To continue the discussion on balancing security and developer productivity by Maurice Borgmeier, I want to give another example on how to provide the freedom to create resources, but enforce guidelines on tagging those resources.

Let’s say we are using one AWS account for multiple teams in a developer stage and want them to create their own resources. But only if the resources will be tagged correctly so that they afterward just have access to their own resources.

We are using the example of a security group. We can create a security group in our VPC with a single awscli-call:

aws ec2 create-security-group \
    --description "Allow traffic for my lambda-function" \
    --group-name "team1-sg-for-lambda-dev" \
    --vpc-id "vpc-abc12345"

For this call, we (the principal who makes the API call) need the following permissions. To further restrict the creation to a specific VPC, we want to specify a special VPC-Id:

{
  "Version": "2012-10-17",
  "Statement": [
    {
      "Effect": "Allow",
      "Action": "ec2:CreateSecurityGroup",
      "Resource": [
        "arn:aws:ec2:eu-central-1:123456789123:security-group/*",
        "arn:aws:ec2:eu-central-1:123456789123:vpc/vpc-abc12345"
      ]
    }
  ]
}

But what if you don’t want to specify the VPC-Id, but tags, which belong to that specific VPC? We can enable this with a condition in our IAM-policy-statement. For the condition we need to use some comparison with given tags on the VPC resource. We use a so-called condition context key named aws:ResourceTag. Why do we need to use this one? We expect that the VPC was tagged beforehand so that the existing resource (the VPC) already has tags, which we can use to compare within our policy:

{
  "Version": "2012-10-17",
  "Statement": [
    {
      "Sid": "AllowCreatingASecurityGroup",
      "Effect": "Allow",
      "Action": "ec2:CreateSecurityGroup",
      "Resource": ["arn:aws:ec2:eu-central-1:123456789123:security-group/*"]
    },
    {
      "Sid": "AllowSecurityGroupCreationOnlyInVPCWithGivenTags",
      "Effect": "Allow",
      "Action": "ec2:CreateSecurityGroup",
      "Resource": ["arn:aws:ec2:eu-central-1:123456789123:vpc/*"],
      "Condition": {
        "StringEquals": {
          "aws:ResourceTag/Name": "DevVPC",
          "aws:ResourceTag/environment": "dev"
        }
      }
    }
  ]
}

Notice, that I removed the VPC id and added multiple tags which need to be present to the VPC. Also, I made two statements out of the single statement. I just want the condition to be evaluated for the VPC, in which the security group should be created.

The permission for ec2:CreateSecurityGroup has two possible resources: one is security group (our first statement) and the second is vpc .

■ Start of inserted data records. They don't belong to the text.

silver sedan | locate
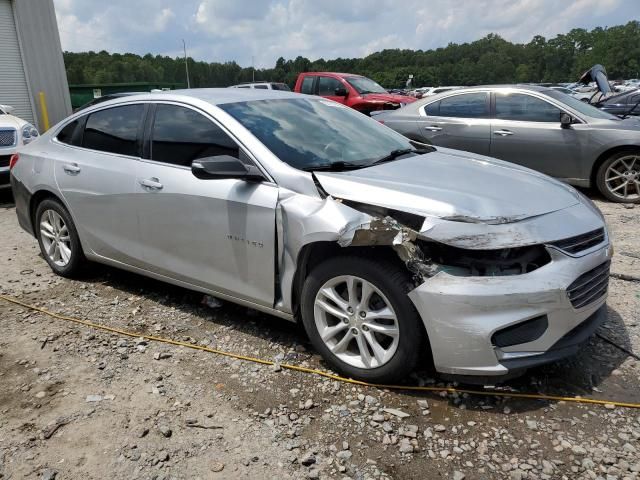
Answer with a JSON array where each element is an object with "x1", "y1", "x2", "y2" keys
[
  {"x1": 375, "y1": 85, "x2": 640, "y2": 203},
  {"x1": 11, "y1": 89, "x2": 611, "y2": 382}
]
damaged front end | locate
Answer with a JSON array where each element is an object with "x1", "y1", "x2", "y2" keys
[{"x1": 338, "y1": 200, "x2": 551, "y2": 286}]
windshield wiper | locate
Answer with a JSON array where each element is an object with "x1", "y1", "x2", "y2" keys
[
  {"x1": 367, "y1": 148, "x2": 428, "y2": 167},
  {"x1": 302, "y1": 161, "x2": 368, "y2": 172}
]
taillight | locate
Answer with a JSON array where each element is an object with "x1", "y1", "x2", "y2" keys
[{"x1": 9, "y1": 153, "x2": 20, "y2": 170}]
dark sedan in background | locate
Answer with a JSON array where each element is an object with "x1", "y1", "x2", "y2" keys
[{"x1": 374, "y1": 85, "x2": 640, "y2": 203}]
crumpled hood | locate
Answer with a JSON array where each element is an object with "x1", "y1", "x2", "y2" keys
[
  {"x1": 362, "y1": 93, "x2": 417, "y2": 103},
  {"x1": 315, "y1": 149, "x2": 581, "y2": 225}
]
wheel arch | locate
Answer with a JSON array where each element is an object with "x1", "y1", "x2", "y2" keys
[
  {"x1": 29, "y1": 188, "x2": 71, "y2": 235},
  {"x1": 589, "y1": 144, "x2": 640, "y2": 188},
  {"x1": 291, "y1": 241, "x2": 406, "y2": 321}
]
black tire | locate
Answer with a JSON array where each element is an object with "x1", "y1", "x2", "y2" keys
[
  {"x1": 596, "y1": 150, "x2": 640, "y2": 203},
  {"x1": 301, "y1": 256, "x2": 426, "y2": 384},
  {"x1": 34, "y1": 198, "x2": 87, "y2": 278}
]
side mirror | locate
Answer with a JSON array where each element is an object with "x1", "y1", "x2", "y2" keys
[
  {"x1": 333, "y1": 87, "x2": 349, "y2": 97},
  {"x1": 560, "y1": 112, "x2": 573, "y2": 128},
  {"x1": 191, "y1": 155, "x2": 264, "y2": 182}
]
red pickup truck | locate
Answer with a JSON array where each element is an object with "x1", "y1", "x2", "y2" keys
[{"x1": 293, "y1": 72, "x2": 416, "y2": 115}]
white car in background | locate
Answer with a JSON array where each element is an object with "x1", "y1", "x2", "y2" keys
[{"x1": 0, "y1": 105, "x2": 38, "y2": 190}]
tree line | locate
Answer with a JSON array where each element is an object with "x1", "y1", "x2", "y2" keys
[{"x1": 64, "y1": 21, "x2": 640, "y2": 88}]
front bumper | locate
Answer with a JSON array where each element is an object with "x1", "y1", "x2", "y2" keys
[{"x1": 409, "y1": 244, "x2": 611, "y2": 377}]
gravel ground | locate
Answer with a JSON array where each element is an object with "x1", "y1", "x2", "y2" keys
[{"x1": 0, "y1": 189, "x2": 640, "y2": 480}]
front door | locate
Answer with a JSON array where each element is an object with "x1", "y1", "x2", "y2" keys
[
  {"x1": 136, "y1": 104, "x2": 278, "y2": 306},
  {"x1": 491, "y1": 92, "x2": 588, "y2": 179},
  {"x1": 54, "y1": 104, "x2": 145, "y2": 265},
  {"x1": 418, "y1": 92, "x2": 491, "y2": 155}
]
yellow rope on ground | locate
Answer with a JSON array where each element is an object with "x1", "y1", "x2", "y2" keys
[{"x1": 0, "y1": 295, "x2": 640, "y2": 409}]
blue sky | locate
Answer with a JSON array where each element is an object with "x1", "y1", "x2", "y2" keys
[{"x1": 54, "y1": 0, "x2": 640, "y2": 67}]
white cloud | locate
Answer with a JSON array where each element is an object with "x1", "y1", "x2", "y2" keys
[{"x1": 54, "y1": 0, "x2": 640, "y2": 67}]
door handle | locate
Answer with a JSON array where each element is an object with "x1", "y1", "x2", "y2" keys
[
  {"x1": 493, "y1": 130, "x2": 513, "y2": 137},
  {"x1": 138, "y1": 177, "x2": 164, "y2": 190},
  {"x1": 62, "y1": 163, "x2": 80, "y2": 175}
]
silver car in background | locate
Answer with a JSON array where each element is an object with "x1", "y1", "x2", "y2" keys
[
  {"x1": 11, "y1": 89, "x2": 611, "y2": 382},
  {"x1": 375, "y1": 85, "x2": 640, "y2": 203}
]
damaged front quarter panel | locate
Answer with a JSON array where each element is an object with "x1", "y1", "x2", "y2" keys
[{"x1": 275, "y1": 189, "x2": 437, "y2": 313}]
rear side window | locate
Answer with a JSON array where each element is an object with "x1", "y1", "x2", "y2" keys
[
  {"x1": 424, "y1": 102, "x2": 440, "y2": 117},
  {"x1": 318, "y1": 77, "x2": 342, "y2": 97},
  {"x1": 151, "y1": 105, "x2": 239, "y2": 167},
  {"x1": 496, "y1": 93, "x2": 560, "y2": 123},
  {"x1": 301, "y1": 77, "x2": 314, "y2": 95},
  {"x1": 271, "y1": 83, "x2": 291, "y2": 92},
  {"x1": 56, "y1": 120, "x2": 80, "y2": 145},
  {"x1": 82, "y1": 105, "x2": 144, "y2": 157},
  {"x1": 438, "y1": 93, "x2": 489, "y2": 118}
]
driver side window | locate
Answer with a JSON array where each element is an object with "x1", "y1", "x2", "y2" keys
[{"x1": 151, "y1": 104, "x2": 239, "y2": 167}]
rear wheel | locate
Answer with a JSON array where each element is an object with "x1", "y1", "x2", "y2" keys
[
  {"x1": 36, "y1": 199, "x2": 86, "y2": 277},
  {"x1": 596, "y1": 151, "x2": 640, "y2": 203},
  {"x1": 302, "y1": 256, "x2": 424, "y2": 383}
]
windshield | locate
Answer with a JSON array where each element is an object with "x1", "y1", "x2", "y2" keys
[
  {"x1": 545, "y1": 89, "x2": 620, "y2": 120},
  {"x1": 218, "y1": 98, "x2": 412, "y2": 170},
  {"x1": 345, "y1": 77, "x2": 389, "y2": 95}
]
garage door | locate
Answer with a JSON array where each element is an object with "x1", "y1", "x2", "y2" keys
[{"x1": 0, "y1": 0, "x2": 34, "y2": 123}]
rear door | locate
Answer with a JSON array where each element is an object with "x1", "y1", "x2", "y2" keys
[
  {"x1": 418, "y1": 92, "x2": 491, "y2": 155},
  {"x1": 135, "y1": 103, "x2": 278, "y2": 306},
  {"x1": 491, "y1": 92, "x2": 589, "y2": 179},
  {"x1": 54, "y1": 103, "x2": 146, "y2": 265}
]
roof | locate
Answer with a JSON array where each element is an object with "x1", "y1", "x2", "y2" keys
[
  {"x1": 75, "y1": 88, "x2": 308, "y2": 112},
  {"x1": 456, "y1": 83, "x2": 549, "y2": 92},
  {"x1": 169, "y1": 88, "x2": 300, "y2": 105},
  {"x1": 300, "y1": 72, "x2": 362, "y2": 77}
]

Now you might ask yourself: What does this have to do with enforcing tagging to our newly created resources? Bare with me. We know how to add a security group to a given VPC with specific tags using aws:ResourceTag. But as of now, we don’t need tags for the newly created security group. Now we talk about that.

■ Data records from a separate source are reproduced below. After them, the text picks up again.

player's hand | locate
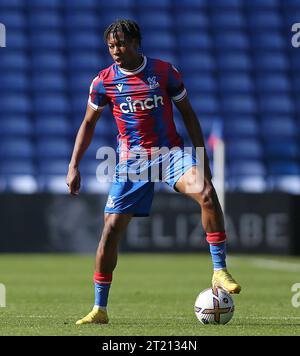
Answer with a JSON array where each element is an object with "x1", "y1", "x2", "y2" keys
[{"x1": 66, "y1": 166, "x2": 81, "y2": 195}]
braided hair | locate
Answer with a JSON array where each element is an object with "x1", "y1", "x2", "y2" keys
[{"x1": 103, "y1": 19, "x2": 142, "y2": 46}]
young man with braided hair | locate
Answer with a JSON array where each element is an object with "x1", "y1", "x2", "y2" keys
[{"x1": 66, "y1": 20, "x2": 241, "y2": 325}]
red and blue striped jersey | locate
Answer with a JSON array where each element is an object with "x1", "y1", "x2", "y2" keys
[{"x1": 88, "y1": 57, "x2": 186, "y2": 153}]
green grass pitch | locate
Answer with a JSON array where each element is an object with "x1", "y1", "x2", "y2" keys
[{"x1": 0, "y1": 254, "x2": 300, "y2": 336}]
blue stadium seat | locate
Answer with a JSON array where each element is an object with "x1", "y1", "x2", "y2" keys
[
  {"x1": 0, "y1": 0, "x2": 25, "y2": 7},
  {"x1": 264, "y1": 137, "x2": 300, "y2": 160},
  {"x1": 0, "y1": 115, "x2": 34, "y2": 139},
  {"x1": 6, "y1": 30, "x2": 29, "y2": 50},
  {"x1": 222, "y1": 94, "x2": 257, "y2": 114},
  {"x1": 34, "y1": 92, "x2": 70, "y2": 114},
  {"x1": 32, "y1": 51, "x2": 66, "y2": 72},
  {"x1": 261, "y1": 115, "x2": 299, "y2": 140},
  {"x1": 27, "y1": 0, "x2": 62, "y2": 9},
  {"x1": 0, "y1": 137, "x2": 34, "y2": 159},
  {"x1": 190, "y1": 94, "x2": 220, "y2": 117},
  {"x1": 248, "y1": 10, "x2": 283, "y2": 30},
  {"x1": 38, "y1": 159, "x2": 70, "y2": 176},
  {"x1": 253, "y1": 51, "x2": 289, "y2": 72},
  {"x1": 217, "y1": 51, "x2": 252, "y2": 71},
  {"x1": 268, "y1": 160, "x2": 300, "y2": 176},
  {"x1": 219, "y1": 73, "x2": 254, "y2": 93},
  {"x1": 174, "y1": 9, "x2": 209, "y2": 32},
  {"x1": 138, "y1": 10, "x2": 174, "y2": 29},
  {"x1": 0, "y1": 48, "x2": 29, "y2": 72},
  {"x1": 35, "y1": 114, "x2": 71, "y2": 137},
  {"x1": 0, "y1": 10, "x2": 26, "y2": 30},
  {"x1": 256, "y1": 73, "x2": 291, "y2": 93},
  {"x1": 250, "y1": 30, "x2": 287, "y2": 51},
  {"x1": 177, "y1": 31, "x2": 212, "y2": 51},
  {"x1": 0, "y1": 93, "x2": 31, "y2": 115},
  {"x1": 224, "y1": 115, "x2": 260, "y2": 139},
  {"x1": 32, "y1": 72, "x2": 67, "y2": 92},
  {"x1": 179, "y1": 51, "x2": 216, "y2": 74},
  {"x1": 0, "y1": 159, "x2": 35, "y2": 176},
  {"x1": 244, "y1": 0, "x2": 279, "y2": 10},
  {"x1": 30, "y1": 30, "x2": 65, "y2": 51},
  {"x1": 211, "y1": 11, "x2": 246, "y2": 30},
  {"x1": 143, "y1": 31, "x2": 176, "y2": 51},
  {"x1": 214, "y1": 30, "x2": 249, "y2": 51},
  {"x1": 259, "y1": 94, "x2": 295, "y2": 114},
  {"x1": 226, "y1": 138, "x2": 263, "y2": 160},
  {"x1": 184, "y1": 72, "x2": 216, "y2": 94},
  {"x1": 66, "y1": 31, "x2": 102, "y2": 51},
  {"x1": 35, "y1": 138, "x2": 72, "y2": 160},
  {"x1": 28, "y1": 10, "x2": 63, "y2": 31},
  {"x1": 65, "y1": 10, "x2": 99, "y2": 31},
  {"x1": 68, "y1": 51, "x2": 104, "y2": 72},
  {"x1": 0, "y1": 71, "x2": 29, "y2": 92},
  {"x1": 135, "y1": 0, "x2": 169, "y2": 11}
]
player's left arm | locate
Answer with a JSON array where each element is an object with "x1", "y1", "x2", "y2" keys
[{"x1": 174, "y1": 95, "x2": 212, "y2": 180}]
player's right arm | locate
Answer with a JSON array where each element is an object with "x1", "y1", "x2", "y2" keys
[{"x1": 66, "y1": 105, "x2": 104, "y2": 195}]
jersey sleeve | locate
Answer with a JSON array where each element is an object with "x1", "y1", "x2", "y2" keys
[
  {"x1": 167, "y1": 64, "x2": 187, "y2": 102},
  {"x1": 88, "y1": 72, "x2": 109, "y2": 111}
]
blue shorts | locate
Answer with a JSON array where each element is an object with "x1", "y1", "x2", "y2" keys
[{"x1": 104, "y1": 149, "x2": 197, "y2": 216}]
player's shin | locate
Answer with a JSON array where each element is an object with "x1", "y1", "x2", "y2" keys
[
  {"x1": 206, "y1": 232, "x2": 226, "y2": 271},
  {"x1": 94, "y1": 272, "x2": 112, "y2": 310}
]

You might have guessed it. We again need a condition. Since we don’t have a resource yet, which is already tagged, we cannot use ec2:ResourceTag here. We are just requesting a new resource to be created. And here we are. There is an aws:RequestTag context key, which we need to use.

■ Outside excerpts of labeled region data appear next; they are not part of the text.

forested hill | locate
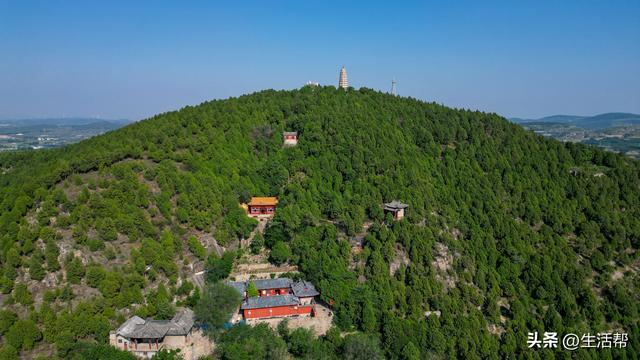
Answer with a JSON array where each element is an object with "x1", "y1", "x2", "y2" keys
[{"x1": 0, "y1": 87, "x2": 640, "y2": 359}]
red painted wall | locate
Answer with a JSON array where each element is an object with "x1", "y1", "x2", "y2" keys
[
  {"x1": 249, "y1": 205, "x2": 276, "y2": 215},
  {"x1": 243, "y1": 305, "x2": 313, "y2": 319}
]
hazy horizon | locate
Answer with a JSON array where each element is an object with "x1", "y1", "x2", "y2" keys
[{"x1": 0, "y1": 1, "x2": 640, "y2": 120}]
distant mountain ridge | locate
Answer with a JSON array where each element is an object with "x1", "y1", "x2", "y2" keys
[
  {"x1": 509, "y1": 112, "x2": 640, "y2": 129},
  {"x1": 0, "y1": 117, "x2": 131, "y2": 126}
]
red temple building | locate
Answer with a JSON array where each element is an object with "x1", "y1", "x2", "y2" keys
[
  {"x1": 227, "y1": 278, "x2": 319, "y2": 320},
  {"x1": 282, "y1": 131, "x2": 298, "y2": 146},
  {"x1": 242, "y1": 197, "x2": 278, "y2": 217}
]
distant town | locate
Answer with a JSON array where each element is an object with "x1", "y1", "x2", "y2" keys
[
  {"x1": 0, "y1": 118, "x2": 128, "y2": 151},
  {"x1": 510, "y1": 113, "x2": 640, "y2": 159}
]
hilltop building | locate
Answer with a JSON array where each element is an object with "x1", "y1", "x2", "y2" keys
[
  {"x1": 240, "y1": 196, "x2": 278, "y2": 218},
  {"x1": 282, "y1": 131, "x2": 298, "y2": 146},
  {"x1": 338, "y1": 66, "x2": 349, "y2": 90},
  {"x1": 109, "y1": 309, "x2": 213, "y2": 360},
  {"x1": 383, "y1": 200, "x2": 409, "y2": 220},
  {"x1": 227, "y1": 278, "x2": 320, "y2": 320}
]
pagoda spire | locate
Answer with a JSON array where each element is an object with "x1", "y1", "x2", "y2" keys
[{"x1": 338, "y1": 66, "x2": 349, "y2": 90}]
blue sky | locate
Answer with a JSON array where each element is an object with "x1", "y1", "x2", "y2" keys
[{"x1": 0, "y1": 0, "x2": 640, "y2": 120}]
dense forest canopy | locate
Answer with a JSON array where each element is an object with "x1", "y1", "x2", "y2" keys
[{"x1": 0, "y1": 87, "x2": 640, "y2": 359}]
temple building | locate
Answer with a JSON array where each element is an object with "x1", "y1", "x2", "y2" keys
[
  {"x1": 383, "y1": 200, "x2": 409, "y2": 220},
  {"x1": 109, "y1": 309, "x2": 213, "y2": 360},
  {"x1": 338, "y1": 66, "x2": 349, "y2": 90},
  {"x1": 227, "y1": 278, "x2": 320, "y2": 320},
  {"x1": 240, "y1": 197, "x2": 278, "y2": 218},
  {"x1": 282, "y1": 131, "x2": 298, "y2": 146}
]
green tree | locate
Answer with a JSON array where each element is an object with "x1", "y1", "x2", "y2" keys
[
  {"x1": 5, "y1": 320, "x2": 42, "y2": 350},
  {"x1": 65, "y1": 256, "x2": 85, "y2": 284},
  {"x1": 205, "y1": 251, "x2": 236, "y2": 283},
  {"x1": 44, "y1": 238, "x2": 60, "y2": 271},
  {"x1": 249, "y1": 232, "x2": 264, "y2": 255},
  {"x1": 269, "y1": 241, "x2": 291, "y2": 265},
  {"x1": 13, "y1": 283, "x2": 33, "y2": 306},
  {"x1": 0, "y1": 309, "x2": 18, "y2": 336},
  {"x1": 247, "y1": 281, "x2": 260, "y2": 297},
  {"x1": 194, "y1": 283, "x2": 241, "y2": 334},
  {"x1": 342, "y1": 334, "x2": 384, "y2": 360},
  {"x1": 29, "y1": 249, "x2": 46, "y2": 281},
  {"x1": 189, "y1": 236, "x2": 207, "y2": 260}
]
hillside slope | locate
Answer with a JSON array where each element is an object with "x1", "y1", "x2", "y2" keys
[{"x1": 0, "y1": 87, "x2": 640, "y2": 359}]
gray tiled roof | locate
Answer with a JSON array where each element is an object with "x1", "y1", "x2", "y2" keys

Lets add aws:RequestTag to our first statement:

{
  "Version": "2012-10-17",
  "Statement": [
    {
      "Effect": "Allow",
      "Action": "ec2:CreateSecurityGroup",
      "Resource": ["arn:aws:ec2:eu-central-1:123456789123:security-group/*"],
      "Condition": {
        "StringLike": {
          "aws:RequestTag/Name": "team1-*-dev"
        },
        "StringEquals": {
          "aws:RequestTag/Environment": "dev"
        }
      }
    },
    {
      "Sid": "AllowSecurityGroupCreationOnlyInVPCWithGivenTags",
      "Effect": "Allow",
      "Action": "ec2:CreateSecurityGroup",
      "Resource": ["arn:aws:ec2:eu-central-1:123456789123:vpc/*"],
      "Condition": {
        "StringEquals": {
          "aws:ResourceTag/Name": "DevVPC",
          "aws:ResourceTag/environment": "dev"
        }
      }
    }
  ]
}

Of course we now need to extend our awscli call to provide some tags during creation of our security group:

aws ec2 create-security-group \
    --description "Allow traffic for my lambda-function" \
    --group-name "team1-sg-for-lambda-dev" \
    --vpc-id "vpc-abc12345" \
    --tag-specifications 'ResourceType=security-group,Tags=[{Key=Name,Value=team1-sg-for-lambda-dev},{Key=Environment,Value=dev}]'

If you try this, I am expecting that you will get an UnauthorizedOperation error like:

An error occurred (UnauthorizedOperation) when calling the CreateSecurityGroup operation:
You are not authorized to perform this operation. Encoded authorization failure message: [...]

Why is that?

The answer is pretty simple: we don’t have permission to actually tag our newly created resource. If tags are provided in our request, AWS evaluates whether the principal is permitted to create the tags (in our case ec2:CreateTags). Here, we can read that:

To enable users to tag resources on creation, they must have permissions to use the action that creates the resource, such as ec2:RunInstances or ec2:CreateVolume. If tags are specified in the resource-creating action, Amazon performs the additional authorization on the ec2:CreateTags action to verify if users have permission to create tags. Therefore, users must also have explicit permissions to use the ec2:CreateTags action.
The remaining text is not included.